Appellant's other allegations of negligence, however, result in mostly negative answers to the Evangelical questions. None of those allegations involve basic governmental policies, programs, or objectives. For example, we doubt that any HRS decision-maker weighed the pros and cons of whether to notify authorities after the escape sub judice and decided, as a matter of governmental policy, that HRS should not notify appropriate authorities. A decision as to whether to notify proper authorities after an escape of dangerous delinquents does not involve the exercise of agency expertise on the part of HRS, nor would a decision to notify authorities jeopardize the youth detention center program. In short, it would be difficult to characterize these alleged omissions of HRS as other than operational, ministerial, or housekeeping functions. We do not think that the judicial branch of government would be sitting in judgment of the executive branch on a basic policy consideration if a court or jury were to determine, for example, that HRS employees should have notified authorities or taken some in-house action after the escape. We think that all of the allegations in Count I, except for the first, more clearly involve decisions at the operational level than did the allegations in Smith v. Department of Corrections, 432 So. 2d 1338 (Fla. 1st DCA 1983), and Bellavance v. State, 390 So. 2d 422 (Fla. 1st DCA 1980), rev. denied, 399 So. 2d 1145 (Fla. 1981).

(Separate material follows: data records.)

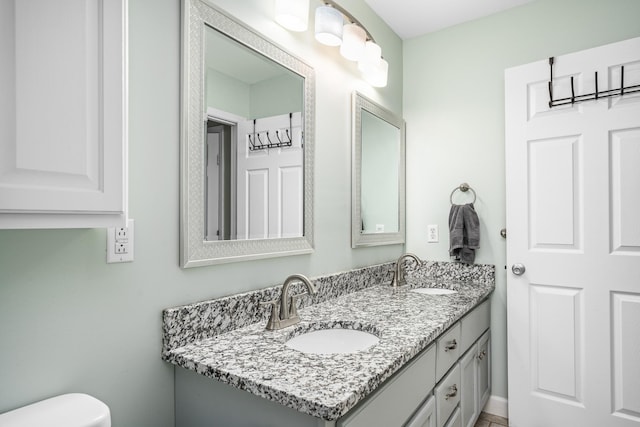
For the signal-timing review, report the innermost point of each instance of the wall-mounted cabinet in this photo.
(63, 113)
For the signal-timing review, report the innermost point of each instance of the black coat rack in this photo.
(257, 143)
(573, 99)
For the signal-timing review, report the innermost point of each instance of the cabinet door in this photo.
(447, 396)
(62, 113)
(448, 350)
(426, 415)
(469, 396)
(484, 369)
(455, 420)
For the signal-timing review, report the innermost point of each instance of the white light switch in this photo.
(120, 243)
(432, 233)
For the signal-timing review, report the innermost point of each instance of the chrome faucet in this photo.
(398, 275)
(285, 311)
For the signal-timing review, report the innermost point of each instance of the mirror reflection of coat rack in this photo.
(204, 237)
(378, 175)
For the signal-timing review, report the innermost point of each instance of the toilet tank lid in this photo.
(67, 410)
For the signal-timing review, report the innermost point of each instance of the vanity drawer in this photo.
(394, 402)
(447, 396)
(425, 416)
(474, 324)
(448, 350)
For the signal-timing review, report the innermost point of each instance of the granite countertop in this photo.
(328, 385)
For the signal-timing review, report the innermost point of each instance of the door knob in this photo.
(518, 269)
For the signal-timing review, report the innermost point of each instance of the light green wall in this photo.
(228, 94)
(280, 95)
(272, 97)
(454, 109)
(70, 322)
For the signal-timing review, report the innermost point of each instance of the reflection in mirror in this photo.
(378, 175)
(254, 150)
(246, 178)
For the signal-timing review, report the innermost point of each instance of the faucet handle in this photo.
(274, 318)
(293, 306)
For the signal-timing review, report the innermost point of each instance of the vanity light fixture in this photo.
(329, 24)
(292, 14)
(356, 43)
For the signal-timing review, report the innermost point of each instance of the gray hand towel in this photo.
(464, 233)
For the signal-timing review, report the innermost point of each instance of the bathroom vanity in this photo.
(430, 366)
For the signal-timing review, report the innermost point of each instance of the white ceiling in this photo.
(412, 18)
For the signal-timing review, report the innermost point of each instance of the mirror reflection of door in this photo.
(252, 192)
(220, 170)
(379, 175)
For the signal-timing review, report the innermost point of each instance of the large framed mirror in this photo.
(247, 135)
(378, 175)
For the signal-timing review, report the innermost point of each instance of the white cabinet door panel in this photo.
(63, 123)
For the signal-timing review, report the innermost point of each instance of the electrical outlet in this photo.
(120, 243)
(432, 233)
(122, 233)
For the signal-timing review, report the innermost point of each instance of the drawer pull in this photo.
(451, 345)
(453, 392)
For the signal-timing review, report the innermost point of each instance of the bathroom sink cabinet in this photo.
(418, 395)
(63, 123)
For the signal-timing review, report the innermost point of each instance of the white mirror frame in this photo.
(358, 239)
(194, 249)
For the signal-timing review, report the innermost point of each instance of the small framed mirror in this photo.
(378, 175)
(246, 143)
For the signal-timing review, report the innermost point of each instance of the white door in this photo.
(270, 181)
(573, 216)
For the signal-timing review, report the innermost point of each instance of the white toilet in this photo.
(67, 410)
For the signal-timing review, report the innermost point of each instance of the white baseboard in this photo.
(497, 406)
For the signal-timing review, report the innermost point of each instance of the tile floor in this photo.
(488, 420)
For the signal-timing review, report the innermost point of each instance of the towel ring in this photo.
(464, 187)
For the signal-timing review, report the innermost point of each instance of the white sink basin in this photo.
(434, 291)
(331, 341)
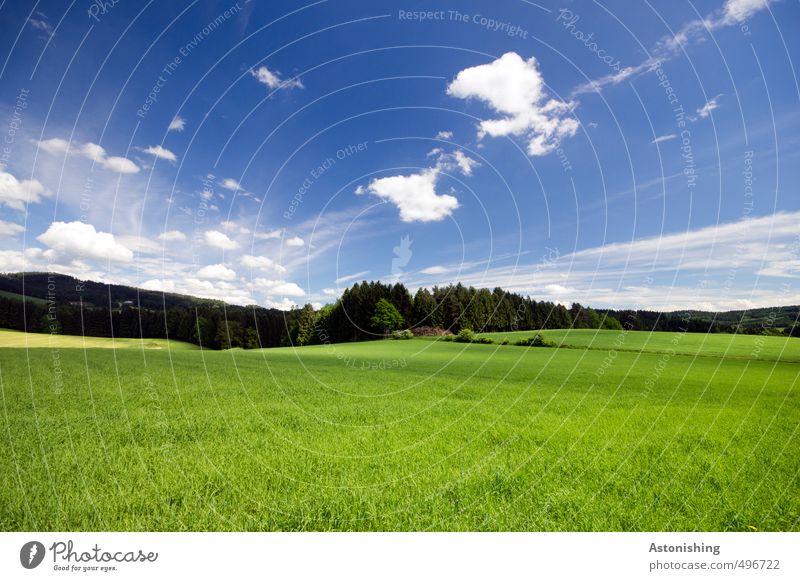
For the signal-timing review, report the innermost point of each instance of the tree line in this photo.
(365, 311)
(361, 313)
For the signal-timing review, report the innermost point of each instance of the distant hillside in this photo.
(769, 321)
(66, 289)
(57, 303)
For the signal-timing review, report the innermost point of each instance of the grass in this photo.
(54, 341)
(398, 435)
(759, 347)
(19, 297)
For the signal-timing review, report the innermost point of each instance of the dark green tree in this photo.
(386, 318)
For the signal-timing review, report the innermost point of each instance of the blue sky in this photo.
(615, 153)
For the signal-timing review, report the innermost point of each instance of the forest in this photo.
(55, 303)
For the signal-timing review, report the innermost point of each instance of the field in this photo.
(55, 341)
(695, 344)
(663, 432)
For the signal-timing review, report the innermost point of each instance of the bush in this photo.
(465, 336)
(535, 341)
(429, 331)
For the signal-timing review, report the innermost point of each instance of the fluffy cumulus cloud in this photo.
(269, 235)
(261, 263)
(16, 193)
(160, 152)
(274, 80)
(415, 195)
(221, 240)
(295, 242)
(662, 138)
(178, 123)
(231, 184)
(231, 226)
(737, 11)
(10, 228)
(216, 272)
(515, 89)
(278, 287)
(77, 240)
(92, 151)
(172, 236)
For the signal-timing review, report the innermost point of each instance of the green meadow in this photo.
(610, 431)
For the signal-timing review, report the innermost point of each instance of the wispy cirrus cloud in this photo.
(733, 12)
(695, 269)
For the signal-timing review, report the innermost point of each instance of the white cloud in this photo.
(217, 272)
(737, 11)
(158, 285)
(54, 146)
(80, 240)
(231, 184)
(714, 268)
(273, 79)
(119, 165)
(172, 236)
(277, 287)
(284, 304)
(269, 235)
(160, 152)
(217, 290)
(465, 163)
(177, 124)
(231, 226)
(435, 270)
(349, 277)
(10, 228)
(16, 193)
(662, 138)
(414, 195)
(140, 244)
(92, 151)
(706, 109)
(261, 263)
(732, 12)
(514, 88)
(219, 240)
(295, 242)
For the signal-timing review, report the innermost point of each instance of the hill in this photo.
(59, 304)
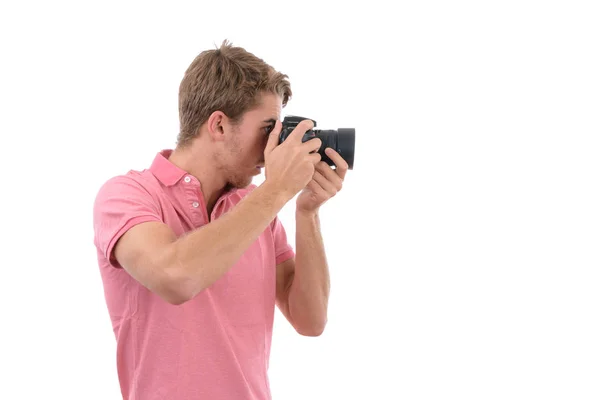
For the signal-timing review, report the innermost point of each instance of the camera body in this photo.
(342, 140)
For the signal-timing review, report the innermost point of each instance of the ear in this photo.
(216, 125)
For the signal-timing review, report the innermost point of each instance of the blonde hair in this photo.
(227, 79)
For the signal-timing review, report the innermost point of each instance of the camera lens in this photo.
(341, 140)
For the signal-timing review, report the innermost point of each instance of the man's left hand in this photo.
(325, 183)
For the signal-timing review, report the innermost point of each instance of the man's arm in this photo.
(178, 269)
(303, 283)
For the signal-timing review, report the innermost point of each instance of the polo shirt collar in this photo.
(164, 170)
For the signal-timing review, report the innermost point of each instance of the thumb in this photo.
(273, 138)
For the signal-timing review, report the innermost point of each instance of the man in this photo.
(192, 255)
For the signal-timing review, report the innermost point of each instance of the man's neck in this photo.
(201, 167)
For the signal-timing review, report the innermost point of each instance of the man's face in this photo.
(244, 154)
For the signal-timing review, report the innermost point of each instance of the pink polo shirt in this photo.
(215, 346)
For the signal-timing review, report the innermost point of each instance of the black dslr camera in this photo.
(341, 140)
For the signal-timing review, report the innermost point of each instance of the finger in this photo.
(325, 184)
(318, 191)
(312, 145)
(341, 166)
(330, 175)
(299, 131)
(315, 158)
(273, 138)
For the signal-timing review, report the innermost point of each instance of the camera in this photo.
(341, 140)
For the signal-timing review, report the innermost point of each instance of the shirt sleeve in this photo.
(120, 204)
(283, 250)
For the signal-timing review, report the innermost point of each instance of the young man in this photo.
(192, 255)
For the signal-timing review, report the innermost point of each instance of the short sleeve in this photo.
(283, 250)
(121, 203)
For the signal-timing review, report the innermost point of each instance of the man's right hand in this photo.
(289, 167)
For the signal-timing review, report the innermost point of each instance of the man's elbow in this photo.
(313, 330)
(175, 288)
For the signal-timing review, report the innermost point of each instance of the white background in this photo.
(464, 248)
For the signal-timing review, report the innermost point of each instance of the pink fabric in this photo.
(215, 346)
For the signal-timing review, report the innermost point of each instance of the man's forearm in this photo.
(203, 256)
(309, 292)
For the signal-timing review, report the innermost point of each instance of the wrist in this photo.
(307, 214)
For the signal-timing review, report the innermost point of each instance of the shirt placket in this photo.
(195, 201)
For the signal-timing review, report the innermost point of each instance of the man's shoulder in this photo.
(239, 193)
(128, 184)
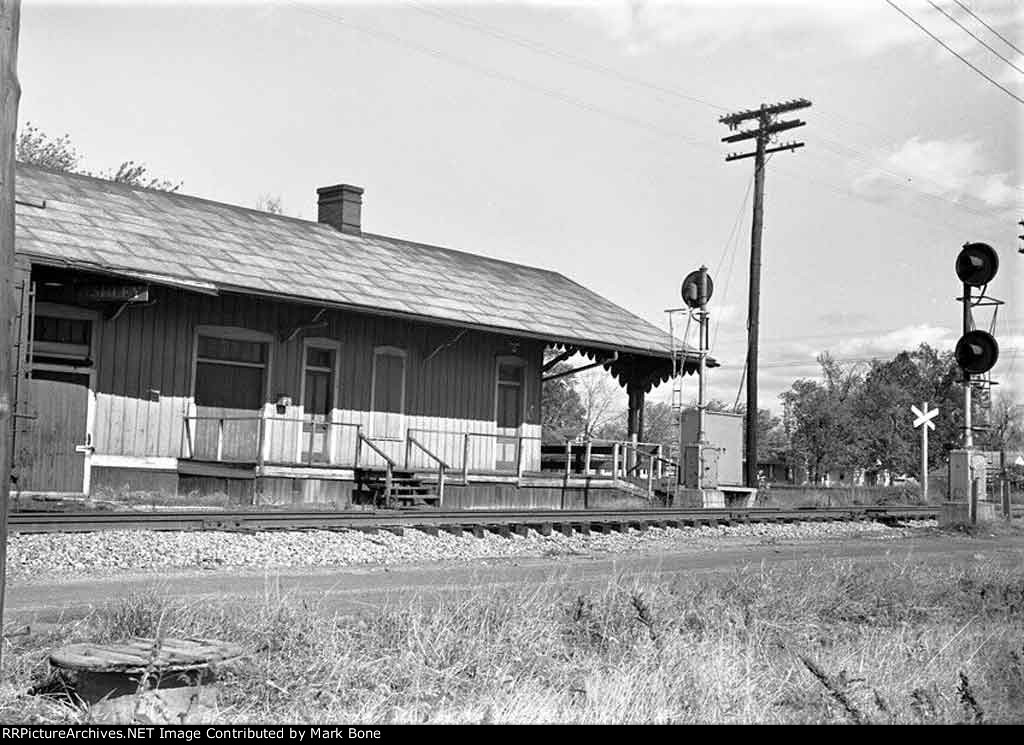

Harrison v. Escambia County School Board, 434 So. 2d 316 (Fla. 1983), relied upon by appellee, is distinguishable from the instant case based on the nature of the allegations of negligence involved. In Harrison, the gravamen of the complaint was that the County negligently decided to locate a school bus stop on one street rather than another. The court found that in deciding upon the location of a school bus stop, a school board makes a policy or planning level decision. The court quoted approvingly the conclusion of the District Court of Appeal that the school board's function in selecting school bus stop sites is not one that should be subject to scrutiny by judge or jury as to the wisdom of the board's performance. Id. at 319. As discussed supra, we do not think this same conclusion can be reached as to most of the allegations of negligence in Count I here.

As to the allegation contained in Count II of appellant's complaint, concerning the failure to warn, we find that City of St. Petersburg v. Collom, 419 So. 2d 1082 (Fla. 1982), is controlling. Collom held that when a governmental entity creates a known dangerous condition, which is *1208 not readily apparent to persons who could be injured by the condition, a duty at the operational level arises to warn the public or protect the public from the known danger. In the instant case, the complaint clearly alleges that the danger was one well known to HRS. The complaint, however, does not allege that the known dangerous condition is not readily apparent to persons who could be injured by the condition. Therefore, it was not error to dismiss this count. We think that this count should not have been dismissed with prejudice, however, at this stage of the pleadings, and that appellant should have the opportunity to further amend her complaint to allege proper ultimate facts if she can. Cf. Kirkland v. State, Department of Health and Rehabilitative Services, 424 So. 2d 925 (Fla. 1st DCA 1983) (error to enter final judgment without granting leave to amend where plaintiff might allege ultimate facts to find waiver of sovereign immunity).

Accordingly, the order of dismissal with prejudice is REVERSED and this cause is REMANDED for proceedings consistent with this opinion.

ZEHMER, J., concurs.

THOMPSON, J., dissents without written opinion.